Until now.  James Hutchings has taken up that mantle, and he wears it well.  The New Death and Others contains 44 short stories and 19 poems.  And to quote from the promotional copy, there are no sparkly vampires.

Usually in these reviews, I give a run down of the stories, listing them and perhaps saying a thing or two about them.  I won’t do that here.  Not with 44 stories, some of them only about a page in length.  Instead, I’ll try to give you a feel for the book.  For starters, this is the second book I’ve read in the last couple of weeks that made me laugh out loud.  (The first was Giant Thief.) The humor is wry, ironic, and at times biting.  I loved it.

Oh, and puns.  Did I mention puns?  There are number of them.  One example, in “Sigrun and the Shepherd” unkind shepherds are sent to angora management classes.  There are more where that came from; “The Adventure of the Murdered Philanthropist” is a Sherlock Holmes spoof that contains a whole string of them.  Now, there are those who say the pun is the lowest form of wit.  You need to remember that these people only say that because they aren’t clever enough to think of puns themselves.

Four of the poems are retellings of fantasy stories by famous authors, one each by Lovecraft, Howard, Smith and the aforementioned Dunsany.  And they’re good.  I haven’t read all the originals, but the Howard poem, based on “The Mirrors of Tuzun Thune“, captures the spirit of the original exceedingly well.

In fact all of the poems, whether short or long, are worth reading.  These poems have rhyme and meter, and more than once I found their cadences echoing through my mind after I had finished them.

Many of the stories concern the fiction city of Telelee.  (This is a different spelling than the author has on his blog, but I checked the book to make sure.)  These are among the most Dunsany-esque tales in the book.  Telelee is an imaginary city in a world that never was.  Every story (and poem) set there was different, exotic, and fascinating.  I want to visit this world many times.

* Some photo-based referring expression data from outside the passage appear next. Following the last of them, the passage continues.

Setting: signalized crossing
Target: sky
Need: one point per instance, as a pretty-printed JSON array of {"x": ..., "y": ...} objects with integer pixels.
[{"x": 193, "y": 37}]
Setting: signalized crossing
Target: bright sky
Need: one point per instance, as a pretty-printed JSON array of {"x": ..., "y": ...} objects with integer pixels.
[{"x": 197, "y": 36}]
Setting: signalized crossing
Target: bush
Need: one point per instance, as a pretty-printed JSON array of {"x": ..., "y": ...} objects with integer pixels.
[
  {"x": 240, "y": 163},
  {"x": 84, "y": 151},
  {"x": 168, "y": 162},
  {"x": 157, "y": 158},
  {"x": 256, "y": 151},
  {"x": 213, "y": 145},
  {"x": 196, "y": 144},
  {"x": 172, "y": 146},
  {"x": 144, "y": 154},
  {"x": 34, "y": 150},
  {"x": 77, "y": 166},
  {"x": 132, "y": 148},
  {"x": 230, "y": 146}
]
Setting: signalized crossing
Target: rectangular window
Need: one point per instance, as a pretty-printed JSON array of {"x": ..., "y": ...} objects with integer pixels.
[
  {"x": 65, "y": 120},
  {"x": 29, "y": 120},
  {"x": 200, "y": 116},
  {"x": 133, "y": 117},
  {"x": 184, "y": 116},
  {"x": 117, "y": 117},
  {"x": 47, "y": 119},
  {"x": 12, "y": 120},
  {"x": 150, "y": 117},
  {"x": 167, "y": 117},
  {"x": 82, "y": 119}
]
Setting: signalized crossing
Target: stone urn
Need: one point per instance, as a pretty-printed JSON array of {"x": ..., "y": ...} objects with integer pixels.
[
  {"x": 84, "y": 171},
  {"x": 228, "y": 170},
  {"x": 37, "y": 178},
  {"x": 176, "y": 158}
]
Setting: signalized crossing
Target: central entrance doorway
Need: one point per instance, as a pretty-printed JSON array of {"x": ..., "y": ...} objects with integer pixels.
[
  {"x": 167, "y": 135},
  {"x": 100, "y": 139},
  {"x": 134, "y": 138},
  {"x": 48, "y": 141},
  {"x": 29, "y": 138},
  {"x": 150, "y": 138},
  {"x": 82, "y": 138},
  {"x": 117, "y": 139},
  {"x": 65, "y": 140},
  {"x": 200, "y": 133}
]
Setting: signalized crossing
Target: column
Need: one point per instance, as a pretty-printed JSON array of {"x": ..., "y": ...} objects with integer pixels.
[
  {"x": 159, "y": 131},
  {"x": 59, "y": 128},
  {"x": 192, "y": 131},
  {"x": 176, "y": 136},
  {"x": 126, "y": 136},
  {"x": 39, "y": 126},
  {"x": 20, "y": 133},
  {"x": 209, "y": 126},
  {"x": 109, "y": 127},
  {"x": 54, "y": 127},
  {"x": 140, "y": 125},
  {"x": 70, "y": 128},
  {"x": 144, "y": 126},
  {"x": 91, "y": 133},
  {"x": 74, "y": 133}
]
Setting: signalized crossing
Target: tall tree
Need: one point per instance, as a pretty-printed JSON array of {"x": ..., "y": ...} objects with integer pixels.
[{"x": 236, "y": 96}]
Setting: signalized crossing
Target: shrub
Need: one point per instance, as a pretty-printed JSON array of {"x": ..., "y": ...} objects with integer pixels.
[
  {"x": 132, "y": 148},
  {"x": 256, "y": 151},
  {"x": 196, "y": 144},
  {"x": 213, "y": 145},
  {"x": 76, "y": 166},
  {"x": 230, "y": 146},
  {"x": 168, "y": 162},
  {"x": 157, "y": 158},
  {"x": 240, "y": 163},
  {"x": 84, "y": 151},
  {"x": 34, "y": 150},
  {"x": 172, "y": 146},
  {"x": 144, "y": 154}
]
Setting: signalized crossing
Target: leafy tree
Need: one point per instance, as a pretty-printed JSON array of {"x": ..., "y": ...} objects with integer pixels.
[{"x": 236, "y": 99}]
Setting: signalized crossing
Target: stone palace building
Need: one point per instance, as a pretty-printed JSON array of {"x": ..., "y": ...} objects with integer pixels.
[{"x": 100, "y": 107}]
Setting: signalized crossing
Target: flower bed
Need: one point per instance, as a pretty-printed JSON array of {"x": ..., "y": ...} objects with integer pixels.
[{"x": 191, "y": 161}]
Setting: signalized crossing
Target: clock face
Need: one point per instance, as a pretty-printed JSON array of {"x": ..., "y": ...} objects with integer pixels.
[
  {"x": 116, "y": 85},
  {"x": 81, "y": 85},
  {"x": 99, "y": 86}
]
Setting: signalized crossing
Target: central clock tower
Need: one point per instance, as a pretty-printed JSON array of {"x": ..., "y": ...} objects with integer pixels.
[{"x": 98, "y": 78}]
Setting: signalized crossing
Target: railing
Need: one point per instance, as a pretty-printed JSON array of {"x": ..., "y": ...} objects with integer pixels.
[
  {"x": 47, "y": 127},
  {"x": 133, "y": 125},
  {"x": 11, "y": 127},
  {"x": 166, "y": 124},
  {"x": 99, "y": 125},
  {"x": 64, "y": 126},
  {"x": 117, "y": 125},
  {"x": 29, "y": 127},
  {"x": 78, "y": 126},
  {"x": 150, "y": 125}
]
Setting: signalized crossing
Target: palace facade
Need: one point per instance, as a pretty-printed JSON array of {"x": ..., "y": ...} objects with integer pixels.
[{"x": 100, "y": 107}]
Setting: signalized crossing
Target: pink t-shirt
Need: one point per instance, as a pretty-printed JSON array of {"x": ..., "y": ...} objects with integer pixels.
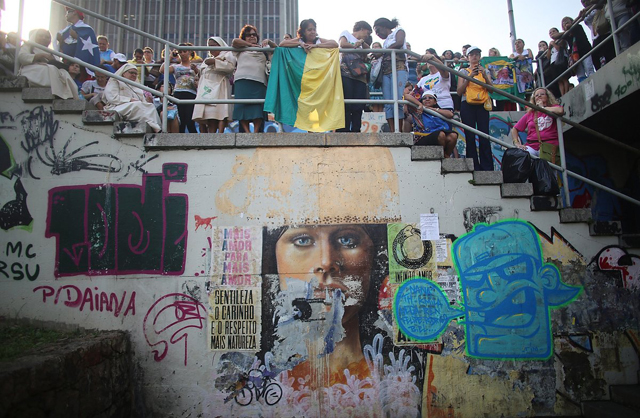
[{"x": 547, "y": 126}]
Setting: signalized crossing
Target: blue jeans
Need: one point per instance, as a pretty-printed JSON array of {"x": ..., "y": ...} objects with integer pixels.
[{"x": 387, "y": 93}]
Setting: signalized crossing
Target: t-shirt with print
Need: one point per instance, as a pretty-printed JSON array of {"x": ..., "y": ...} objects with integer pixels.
[
  {"x": 547, "y": 126},
  {"x": 185, "y": 78},
  {"x": 440, "y": 86}
]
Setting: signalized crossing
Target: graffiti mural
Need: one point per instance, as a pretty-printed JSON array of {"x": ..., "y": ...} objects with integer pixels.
[
  {"x": 93, "y": 300},
  {"x": 13, "y": 212},
  {"x": 168, "y": 320},
  {"x": 508, "y": 291},
  {"x": 16, "y": 264},
  {"x": 120, "y": 229}
]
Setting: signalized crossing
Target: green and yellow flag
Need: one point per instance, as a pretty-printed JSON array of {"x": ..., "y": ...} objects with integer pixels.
[{"x": 305, "y": 90}]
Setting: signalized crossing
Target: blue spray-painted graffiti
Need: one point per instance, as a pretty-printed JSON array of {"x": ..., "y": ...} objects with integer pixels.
[
  {"x": 422, "y": 309},
  {"x": 508, "y": 291}
]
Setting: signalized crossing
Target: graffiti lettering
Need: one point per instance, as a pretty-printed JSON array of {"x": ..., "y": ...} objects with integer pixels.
[
  {"x": 206, "y": 222},
  {"x": 621, "y": 90},
  {"x": 120, "y": 229},
  {"x": 18, "y": 270},
  {"x": 93, "y": 300},
  {"x": 483, "y": 214},
  {"x": 598, "y": 102},
  {"x": 168, "y": 319}
]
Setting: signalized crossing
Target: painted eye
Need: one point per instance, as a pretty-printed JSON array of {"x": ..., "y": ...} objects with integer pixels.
[
  {"x": 302, "y": 241},
  {"x": 347, "y": 241}
]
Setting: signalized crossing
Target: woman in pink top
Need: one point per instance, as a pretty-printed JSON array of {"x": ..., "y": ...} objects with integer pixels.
[{"x": 547, "y": 128}]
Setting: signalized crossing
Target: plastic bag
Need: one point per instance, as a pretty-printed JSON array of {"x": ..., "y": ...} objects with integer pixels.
[
  {"x": 516, "y": 165},
  {"x": 543, "y": 178}
]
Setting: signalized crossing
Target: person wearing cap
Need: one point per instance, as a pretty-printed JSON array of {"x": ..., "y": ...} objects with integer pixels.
[
  {"x": 473, "y": 111},
  {"x": 118, "y": 61},
  {"x": 433, "y": 130},
  {"x": 214, "y": 84}
]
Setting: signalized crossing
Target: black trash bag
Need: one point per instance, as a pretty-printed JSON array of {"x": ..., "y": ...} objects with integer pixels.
[
  {"x": 516, "y": 166},
  {"x": 544, "y": 179}
]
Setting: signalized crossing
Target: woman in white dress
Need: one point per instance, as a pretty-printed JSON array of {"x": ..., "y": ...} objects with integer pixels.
[
  {"x": 214, "y": 84},
  {"x": 129, "y": 101},
  {"x": 43, "y": 70}
]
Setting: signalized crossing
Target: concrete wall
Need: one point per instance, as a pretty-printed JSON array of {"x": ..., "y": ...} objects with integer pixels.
[{"x": 280, "y": 281}]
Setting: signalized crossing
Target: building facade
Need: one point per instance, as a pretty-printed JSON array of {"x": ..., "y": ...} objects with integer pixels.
[{"x": 187, "y": 20}]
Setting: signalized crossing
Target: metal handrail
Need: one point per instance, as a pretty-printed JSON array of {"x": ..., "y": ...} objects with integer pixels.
[
  {"x": 593, "y": 49},
  {"x": 166, "y": 98}
]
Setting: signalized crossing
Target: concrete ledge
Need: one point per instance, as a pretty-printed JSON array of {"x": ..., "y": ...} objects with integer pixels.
[
  {"x": 605, "y": 228},
  {"x": 100, "y": 117},
  {"x": 516, "y": 190},
  {"x": 37, "y": 94},
  {"x": 69, "y": 106},
  {"x": 481, "y": 178},
  {"x": 426, "y": 153},
  {"x": 130, "y": 128},
  {"x": 457, "y": 165},
  {"x": 163, "y": 141},
  {"x": 13, "y": 83},
  {"x": 355, "y": 139},
  {"x": 571, "y": 215},
  {"x": 269, "y": 139},
  {"x": 629, "y": 241},
  {"x": 544, "y": 203}
]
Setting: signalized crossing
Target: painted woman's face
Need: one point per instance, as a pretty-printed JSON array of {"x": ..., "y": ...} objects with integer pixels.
[{"x": 331, "y": 258}]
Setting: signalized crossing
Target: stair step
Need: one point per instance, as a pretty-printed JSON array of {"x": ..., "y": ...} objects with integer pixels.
[
  {"x": 516, "y": 189},
  {"x": 100, "y": 117},
  {"x": 200, "y": 141},
  {"x": 426, "y": 153},
  {"x": 629, "y": 241},
  {"x": 130, "y": 128},
  {"x": 37, "y": 95},
  {"x": 457, "y": 165},
  {"x": 607, "y": 409},
  {"x": 69, "y": 106},
  {"x": 481, "y": 178},
  {"x": 627, "y": 395},
  {"x": 573, "y": 215},
  {"x": 13, "y": 83},
  {"x": 544, "y": 203},
  {"x": 605, "y": 228}
]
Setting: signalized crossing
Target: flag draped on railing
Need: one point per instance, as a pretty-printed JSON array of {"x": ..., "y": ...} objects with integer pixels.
[{"x": 305, "y": 90}]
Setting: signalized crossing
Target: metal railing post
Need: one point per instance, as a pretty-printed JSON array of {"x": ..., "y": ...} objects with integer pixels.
[
  {"x": 165, "y": 92},
  {"x": 394, "y": 82},
  {"x": 616, "y": 45},
  {"x": 16, "y": 61},
  {"x": 563, "y": 164}
]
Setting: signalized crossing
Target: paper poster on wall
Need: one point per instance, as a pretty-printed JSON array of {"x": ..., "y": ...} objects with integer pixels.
[
  {"x": 236, "y": 256},
  {"x": 429, "y": 226},
  {"x": 372, "y": 122},
  {"x": 234, "y": 319},
  {"x": 409, "y": 255}
]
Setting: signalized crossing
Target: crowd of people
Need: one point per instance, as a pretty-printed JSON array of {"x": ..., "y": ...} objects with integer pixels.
[{"x": 245, "y": 74}]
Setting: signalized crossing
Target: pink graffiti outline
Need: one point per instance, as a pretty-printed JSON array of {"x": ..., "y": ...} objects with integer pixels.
[
  {"x": 105, "y": 222},
  {"x": 134, "y": 249},
  {"x": 110, "y": 271},
  {"x": 184, "y": 310}
]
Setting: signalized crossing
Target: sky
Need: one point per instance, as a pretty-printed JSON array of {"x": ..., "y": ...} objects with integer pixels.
[{"x": 447, "y": 24}]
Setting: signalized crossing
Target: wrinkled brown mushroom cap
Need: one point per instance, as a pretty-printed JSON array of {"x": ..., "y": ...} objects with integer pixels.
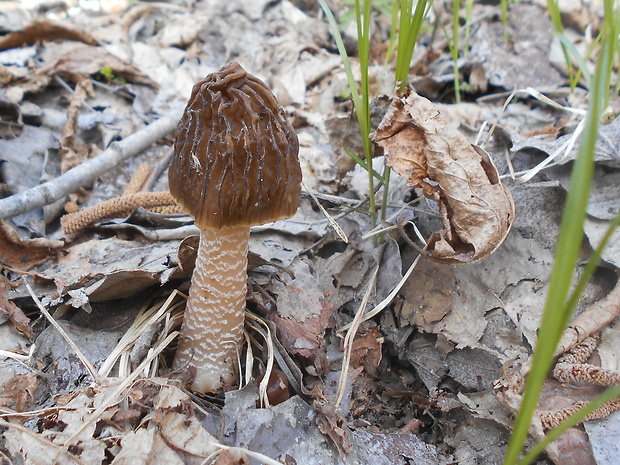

Don’t think, though, that Hutchings has merely recycled old tropes.  While his love and respect for the source material he draws on is evident, these are stories for the twenty-first century.  Many of the puns and jokes would have been incomprehensible to Dunsany, Howard, or Lovecraft.  Computers and modern technology appear frequently, and a number of the stories are set in present day.  Huthcings has built on what has come before, paid homage to it, and expanded it.  In doing so, he has made this style of writing his own.

One final word regarding the production values of the book.  This is one of the most professional ebooks I’ve seen in a long time.  Certainly more professional than the last ebook I read from a major publisher.  I don’t recall any formatting errors.  There is a fully interactive ToC, which worked every time I used it.  Hutchings has clearly put the time and effort in to produce a superior book in terms of production values.  And the cover fits the book to a “T”.  At ninety-nine cents, it’s a bargain at twice the price.  (No, James, I’m not sending you more money.)

I’ve somehow found myself with a pretty heavy reviewing slate.  Enough to keep me reading for the next six months.  I’ve got half a dozen books I’m committed to review, either to individual authors who have requested reviews or to publishers who have been kind enough to send review copies.  That’s not a bad situation to be in mot of the time, but if I’m not careful, the commitments can take the fun out of reading and make it seem like homework.  The New Death reminded me why I started doing this in the first place.  The humor and exotic settings were a breath of fresh air.  Many of the stories and poems are, like I mentioned, only about a page in length.  This is the perfect book to read when you only have a minute or three.  I recommend the book highly and will be following Hutchings’ blog from now on.